Kanık, Mızıka-yı Hümayun'da klarnist Mehmet Veli Bey ile Fatma Nigar Hanım'ın ilk çocuğu olarak, 13 Nisan 1914'te Beykoz'a bağlı Yalıköy'deki bir konakta doğdu.

Asıl adı "Ahmet Orhan" olan şairin ailesi, Soyadı Kanunu'nun ardından "Kanık" soyadını aldı. Kanundan önce, babasının adındaki "Veli"yi sahiplenen Kanık, edebiyat çevrelerinde "Orhan Veli" olarak tanındı.

HALİFE ABDÜLMECİD'İN SARAYDA DÜZENLEDİĞİ TÖRENDE SÜNNET EDİLDİ

Unutulmaz şairin çocukluğu Beykoz, Beşiktaş ve Cihangir'de geçti.

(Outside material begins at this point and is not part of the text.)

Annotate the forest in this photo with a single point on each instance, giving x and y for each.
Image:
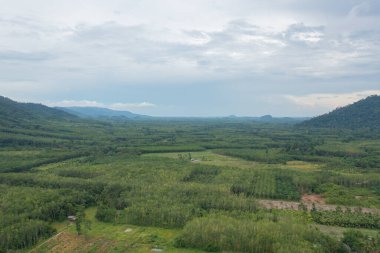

Adnan Veli ve Füruzan (Yolyapan) isimli 2 kardeşi olan Kanık, mütareke sırasında Akaretler'de bulunan Anafartalar İlkokulunun ana sınıfına devam etti. Kanık, 7 yaşındayken son Halife Abdülmecid'in Yıldız Sarayı'nda düzenlediği törende sünnet edildi.

Edebiyat sevgisinin ilk tohumlarının ekildiği Galatasaray Lisesinde, yatılı olarak ilkokula başladı. Henüz çocukken yazdığı ilk hikayesi, "Çocuk Dünyası" dergisinde basıldı.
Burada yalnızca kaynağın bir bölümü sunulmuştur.